The Real Thing si concentra sulla storia sentimentale di un impiegato, Tsuji, quello che definiremo un uomo tranquillo, e una donna, Ukiyo, mai in pace con se stessa, incapace di liberarsi del suo turbolento passato e destinata sconvolgere la vita di chi incontra. Fondendo drama, mistery, romance e una tipicamente giapponese vicenda impiegatizia, la serie e il film sembrano essere una sorta di prova generale del successivo Love Life. Entrambi i lavori, infatti, costruiscono i propri intrecci intorno a una complicata vicenda sentimentale, che si trova a dover fare i conti con il proprio passato, prossimo o remoto a seconda dei casi. In Love Life, ciò accade a riguardo dell’ex marito coreano della donna, così come per l’ex fidanzata dell’uomo, con cui entrambi i protagonisti si ritrovano a fare i conti. In The Real Thing questa stessa situazione finisce addirittura col raddoppiarsi, dal momento che Ukiyo deve vedersela non solo con l’ex marito, padre della figlia che entrambi avevano avuto dalla loro unione, ma anche con il ricco manager con cui la stessa Ukiyo si era unita dopo la fine del suo matrimonio. Lo stesso accade per Tusji, che una volta scelta Ukiyo, dovrà fare i conti sia con la sua precedente fidanzata ufficiale sia con la collega che lo corteggia assiduamente durante le ore di lavoro.
 
Se così il tema del passato – come di qualcosa con cui il nostro presente, soprattutto quello sentimentale, è costretto fare i conti – accomuna i due film, ad avvicinarli ancora di più c’è anche quello della vocazione al sacrificarsi, della scelta di aiutare qualcuno che ha bisogno di te. Che è quel che sostanzialmente si ritrovano a fare le due eroine dei due film, nei confronti degli ex mariti o amanti che paiono incapaci di vivere senza di loro (una vocazione al sacrificio femminile questa, che è un altro aspetto che lega il cinema di Fukada a quello classico giapponese).
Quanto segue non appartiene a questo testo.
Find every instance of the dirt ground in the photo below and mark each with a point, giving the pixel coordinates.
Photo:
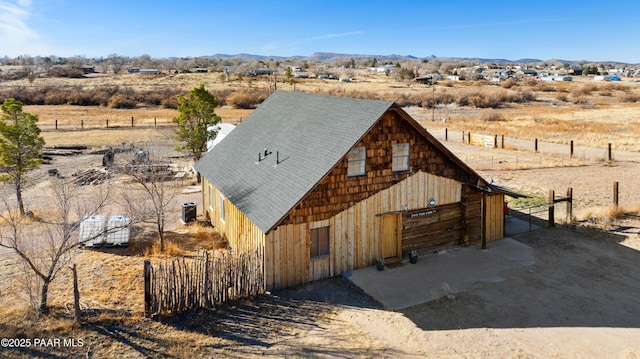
(581, 299)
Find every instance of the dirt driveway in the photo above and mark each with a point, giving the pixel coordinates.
(581, 299)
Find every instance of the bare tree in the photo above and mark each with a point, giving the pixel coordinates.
(154, 193)
(45, 243)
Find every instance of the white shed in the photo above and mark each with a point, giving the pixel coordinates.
(91, 231)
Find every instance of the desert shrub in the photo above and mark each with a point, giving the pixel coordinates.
(584, 90)
(170, 102)
(630, 97)
(508, 84)
(14, 75)
(79, 97)
(580, 100)
(246, 99)
(445, 98)
(122, 101)
(606, 92)
(546, 87)
(101, 96)
(55, 98)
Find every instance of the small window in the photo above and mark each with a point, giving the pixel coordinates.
(222, 214)
(319, 242)
(400, 160)
(210, 196)
(357, 162)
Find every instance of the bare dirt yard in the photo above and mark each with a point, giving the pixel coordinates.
(579, 299)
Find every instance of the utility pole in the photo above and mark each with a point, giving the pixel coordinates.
(433, 105)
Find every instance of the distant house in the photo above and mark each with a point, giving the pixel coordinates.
(260, 72)
(149, 71)
(527, 73)
(320, 185)
(87, 69)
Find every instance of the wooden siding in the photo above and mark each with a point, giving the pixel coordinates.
(432, 227)
(355, 239)
(472, 205)
(241, 234)
(336, 191)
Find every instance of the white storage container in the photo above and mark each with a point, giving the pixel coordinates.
(118, 230)
(91, 231)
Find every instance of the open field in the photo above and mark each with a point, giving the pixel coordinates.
(579, 298)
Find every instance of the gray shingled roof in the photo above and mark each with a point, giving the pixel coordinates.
(309, 133)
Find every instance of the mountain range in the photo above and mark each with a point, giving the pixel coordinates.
(331, 57)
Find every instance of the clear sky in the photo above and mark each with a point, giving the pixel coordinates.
(568, 30)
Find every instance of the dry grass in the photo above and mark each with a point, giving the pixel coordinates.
(606, 215)
(111, 279)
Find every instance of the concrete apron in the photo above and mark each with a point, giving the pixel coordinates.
(440, 274)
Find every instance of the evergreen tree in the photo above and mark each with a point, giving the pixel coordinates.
(197, 116)
(20, 145)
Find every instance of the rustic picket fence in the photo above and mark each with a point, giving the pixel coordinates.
(183, 284)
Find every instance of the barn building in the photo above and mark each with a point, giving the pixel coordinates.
(319, 185)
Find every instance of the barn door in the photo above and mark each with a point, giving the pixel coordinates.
(391, 234)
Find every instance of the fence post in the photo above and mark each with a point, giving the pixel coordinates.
(147, 288)
(569, 204)
(552, 219)
(571, 148)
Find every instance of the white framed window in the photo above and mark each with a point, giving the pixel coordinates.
(222, 212)
(357, 162)
(319, 242)
(400, 160)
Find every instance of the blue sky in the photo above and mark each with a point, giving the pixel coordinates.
(586, 30)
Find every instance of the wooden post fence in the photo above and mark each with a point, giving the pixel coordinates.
(184, 284)
(610, 156)
(552, 214)
(147, 288)
(571, 149)
(553, 200)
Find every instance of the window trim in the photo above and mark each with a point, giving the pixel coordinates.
(360, 162)
(211, 195)
(319, 231)
(395, 157)
(222, 209)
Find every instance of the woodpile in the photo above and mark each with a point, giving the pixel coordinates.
(90, 177)
(63, 150)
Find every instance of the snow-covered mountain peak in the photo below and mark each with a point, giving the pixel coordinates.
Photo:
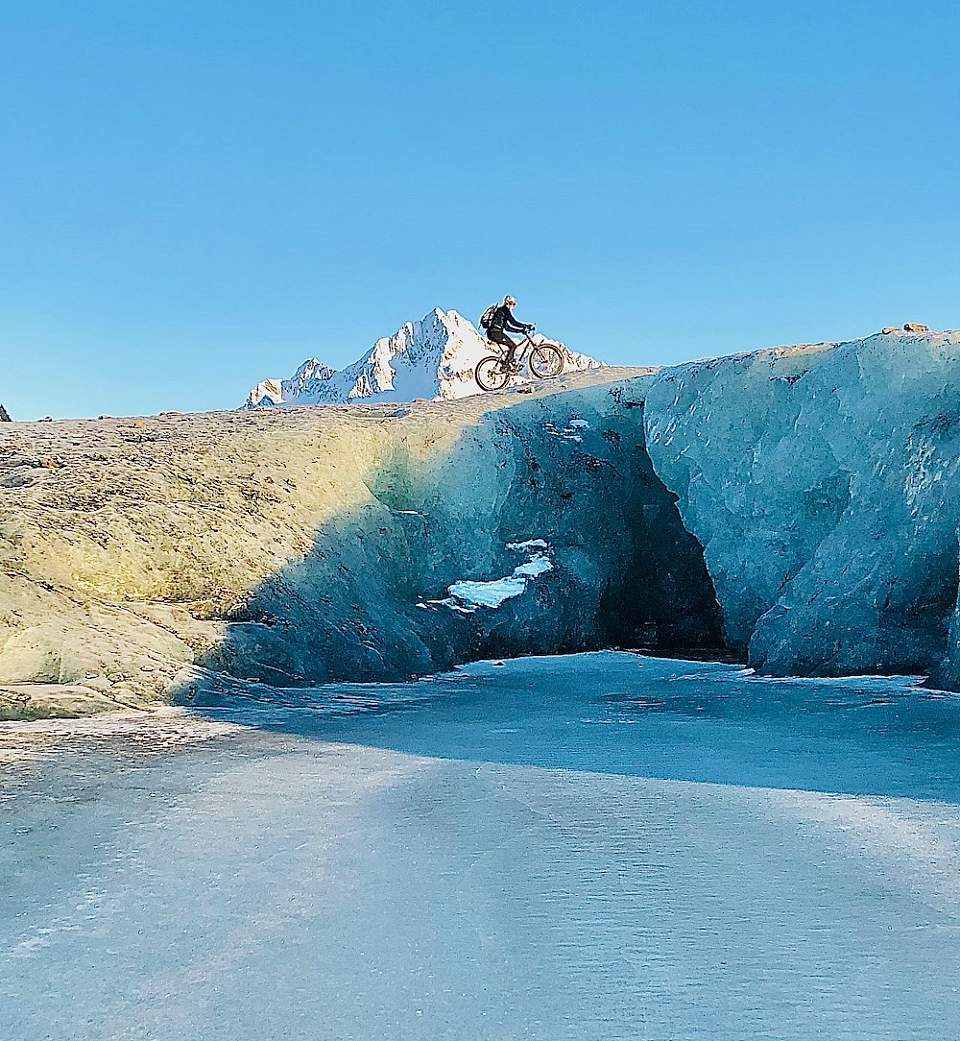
(432, 358)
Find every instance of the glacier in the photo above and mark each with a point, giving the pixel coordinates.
(823, 483)
(433, 359)
(797, 507)
(594, 846)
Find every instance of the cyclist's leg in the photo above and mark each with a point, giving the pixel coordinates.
(499, 336)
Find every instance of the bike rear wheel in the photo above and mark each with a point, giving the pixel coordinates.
(490, 375)
(546, 360)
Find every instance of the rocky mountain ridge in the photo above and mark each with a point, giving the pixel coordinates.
(433, 359)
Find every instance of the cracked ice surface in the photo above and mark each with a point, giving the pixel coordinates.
(597, 846)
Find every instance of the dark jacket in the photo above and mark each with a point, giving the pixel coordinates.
(504, 321)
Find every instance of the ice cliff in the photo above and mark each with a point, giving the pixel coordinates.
(823, 483)
(797, 505)
(433, 359)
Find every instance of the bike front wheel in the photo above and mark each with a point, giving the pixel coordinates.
(546, 360)
(490, 375)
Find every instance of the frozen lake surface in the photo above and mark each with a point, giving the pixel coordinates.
(599, 846)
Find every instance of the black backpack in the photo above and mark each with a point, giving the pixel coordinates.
(487, 316)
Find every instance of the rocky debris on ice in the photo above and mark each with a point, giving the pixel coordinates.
(193, 556)
(433, 359)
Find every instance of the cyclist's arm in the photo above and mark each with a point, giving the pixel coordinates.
(513, 326)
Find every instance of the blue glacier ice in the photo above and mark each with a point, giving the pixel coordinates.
(823, 485)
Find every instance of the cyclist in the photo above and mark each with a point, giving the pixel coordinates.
(501, 323)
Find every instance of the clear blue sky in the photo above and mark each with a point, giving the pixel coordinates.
(197, 195)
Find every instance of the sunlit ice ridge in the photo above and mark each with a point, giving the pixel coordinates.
(796, 507)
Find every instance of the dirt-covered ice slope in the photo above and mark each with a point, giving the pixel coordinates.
(823, 483)
(799, 504)
(142, 559)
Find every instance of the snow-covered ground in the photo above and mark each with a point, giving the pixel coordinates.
(596, 846)
(433, 358)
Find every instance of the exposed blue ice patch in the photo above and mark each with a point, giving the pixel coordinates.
(468, 597)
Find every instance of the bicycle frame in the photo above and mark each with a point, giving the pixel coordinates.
(523, 349)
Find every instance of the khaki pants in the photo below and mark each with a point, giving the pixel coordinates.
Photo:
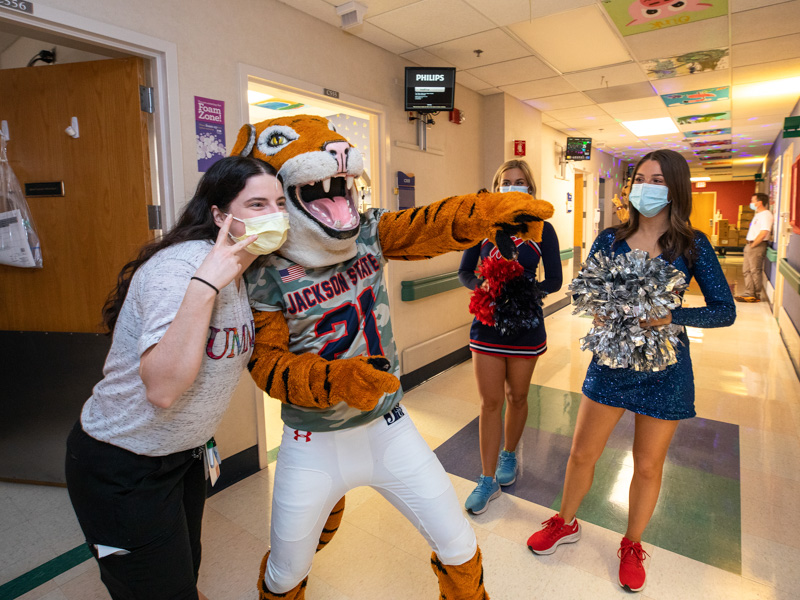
(752, 268)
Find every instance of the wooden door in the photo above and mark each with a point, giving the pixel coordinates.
(703, 207)
(96, 227)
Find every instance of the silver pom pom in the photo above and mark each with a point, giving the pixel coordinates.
(621, 291)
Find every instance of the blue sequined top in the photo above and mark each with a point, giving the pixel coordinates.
(667, 394)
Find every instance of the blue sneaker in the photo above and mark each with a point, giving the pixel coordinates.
(506, 472)
(487, 489)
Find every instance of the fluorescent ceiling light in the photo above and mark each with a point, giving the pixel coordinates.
(776, 87)
(647, 127)
(254, 97)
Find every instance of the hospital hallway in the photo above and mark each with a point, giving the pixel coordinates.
(727, 524)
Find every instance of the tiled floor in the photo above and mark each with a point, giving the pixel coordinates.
(727, 526)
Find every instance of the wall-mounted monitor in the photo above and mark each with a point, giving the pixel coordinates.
(579, 149)
(430, 89)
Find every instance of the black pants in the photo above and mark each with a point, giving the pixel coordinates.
(151, 506)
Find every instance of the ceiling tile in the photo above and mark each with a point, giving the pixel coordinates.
(642, 115)
(629, 106)
(514, 71)
(562, 101)
(550, 86)
(607, 76)
(672, 41)
(546, 35)
(496, 44)
(698, 81)
(740, 5)
(471, 81)
(633, 91)
(592, 110)
(425, 59)
(421, 23)
(502, 12)
(780, 69)
(766, 22)
(779, 48)
(384, 39)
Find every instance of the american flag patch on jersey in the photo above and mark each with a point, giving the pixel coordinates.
(293, 273)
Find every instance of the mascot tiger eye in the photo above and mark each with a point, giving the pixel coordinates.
(324, 348)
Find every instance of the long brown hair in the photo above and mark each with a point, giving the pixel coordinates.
(218, 187)
(678, 239)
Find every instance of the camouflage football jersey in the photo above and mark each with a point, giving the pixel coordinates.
(339, 311)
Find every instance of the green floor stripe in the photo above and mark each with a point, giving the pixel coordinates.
(44, 573)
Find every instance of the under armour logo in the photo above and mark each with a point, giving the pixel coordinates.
(394, 414)
(306, 435)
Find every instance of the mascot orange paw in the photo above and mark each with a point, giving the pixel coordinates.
(361, 381)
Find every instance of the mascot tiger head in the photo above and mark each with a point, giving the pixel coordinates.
(317, 167)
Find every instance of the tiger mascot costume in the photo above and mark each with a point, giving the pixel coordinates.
(324, 348)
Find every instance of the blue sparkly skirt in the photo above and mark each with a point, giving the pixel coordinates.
(667, 394)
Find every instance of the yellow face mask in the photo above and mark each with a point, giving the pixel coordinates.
(271, 230)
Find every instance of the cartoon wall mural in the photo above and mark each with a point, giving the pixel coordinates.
(687, 64)
(639, 16)
(693, 119)
(697, 96)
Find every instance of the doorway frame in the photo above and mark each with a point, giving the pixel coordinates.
(382, 145)
(161, 59)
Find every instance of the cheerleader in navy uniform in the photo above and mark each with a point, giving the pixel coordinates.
(660, 205)
(504, 363)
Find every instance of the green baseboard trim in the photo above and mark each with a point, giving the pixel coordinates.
(428, 286)
(791, 275)
(772, 255)
(44, 573)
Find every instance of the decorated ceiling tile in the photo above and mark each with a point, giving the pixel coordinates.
(706, 118)
(687, 64)
(640, 16)
(720, 131)
(697, 96)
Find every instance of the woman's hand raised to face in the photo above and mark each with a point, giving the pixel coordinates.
(227, 259)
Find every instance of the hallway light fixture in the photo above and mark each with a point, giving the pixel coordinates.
(647, 127)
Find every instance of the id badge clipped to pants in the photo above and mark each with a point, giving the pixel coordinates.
(212, 460)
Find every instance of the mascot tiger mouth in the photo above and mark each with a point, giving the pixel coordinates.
(330, 202)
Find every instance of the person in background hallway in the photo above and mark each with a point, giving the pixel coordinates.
(134, 463)
(660, 205)
(504, 364)
(756, 249)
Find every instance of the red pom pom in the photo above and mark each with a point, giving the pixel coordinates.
(495, 271)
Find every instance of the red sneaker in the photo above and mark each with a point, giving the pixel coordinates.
(631, 567)
(555, 532)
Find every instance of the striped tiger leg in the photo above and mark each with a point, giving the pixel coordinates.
(460, 582)
(296, 593)
(331, 525)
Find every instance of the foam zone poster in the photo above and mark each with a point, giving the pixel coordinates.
(640, 16)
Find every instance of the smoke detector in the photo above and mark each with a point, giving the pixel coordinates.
(351, 13)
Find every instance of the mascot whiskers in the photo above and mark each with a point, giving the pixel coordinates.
(324, 348)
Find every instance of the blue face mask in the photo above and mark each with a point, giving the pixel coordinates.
(649, 199)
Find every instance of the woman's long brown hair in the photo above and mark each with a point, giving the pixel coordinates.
(678, 239)
(218, 187)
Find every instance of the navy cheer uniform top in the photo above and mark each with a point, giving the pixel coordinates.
(530, 342)
(667, 394)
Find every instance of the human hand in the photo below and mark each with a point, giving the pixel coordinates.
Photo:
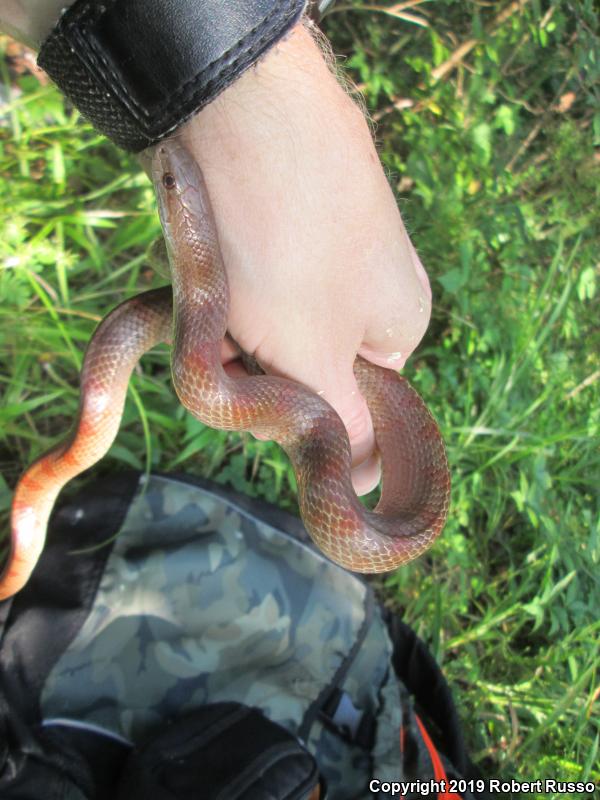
(319, 263)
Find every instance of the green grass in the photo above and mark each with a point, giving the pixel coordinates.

Senza però dimenticare come questo darsi a un altro sacrificando se stessi, sia anche l’atteggiamento di Tsuji, un impiegato qualunque che non sa dire di no e che appare come immaturo in più di una circostanza (non a caso lavora in una fabbrica di giocattoli), nei confronti di Ukiyo e delle sue paure (la donna all’inizio del film appare come una sorta di dark lady, ma progressivamente questo suo aspetto assumerà un evidente coloritura di disagio esistenziale).
 
Pur con qualche lungaggine di troppo, dovuta all’origine seriale del film, la cui durata sfiora comunque le quattro ore, Fukada dà un’efficace espressione visiva a più di una situazione narrativa, come bene testimoniano le immagini delle due ombre sul muro che accompagnano il bacio dei due amanti a indicare l’evanescenza del loro amore e le minacce con cui dovranno confrontarsi (quasi come in un film espressionista o noir), della corsa alla Wong Kar-wai di Ukiyo verso Tusji che le sta sfuggendo,  dell’esitare dell’eroina nel bel mezzo di un incrocio (che rimanda a una celebre e simile immagine de Il terzo omicidio di Kore-eda), e del passaggio a livello (ah… i treni di Ozu e Kore-eda) che è lì a dividere l’uomo e la donna e ad accentuare la distanza che il separa (per inciso si possono ricordare le parole della canzone di Akiko Yano che dà il titolo all’ultimo film di Fukada: «Qualunque sia la distanza tra di noi, niente può impedirmi di amarti»).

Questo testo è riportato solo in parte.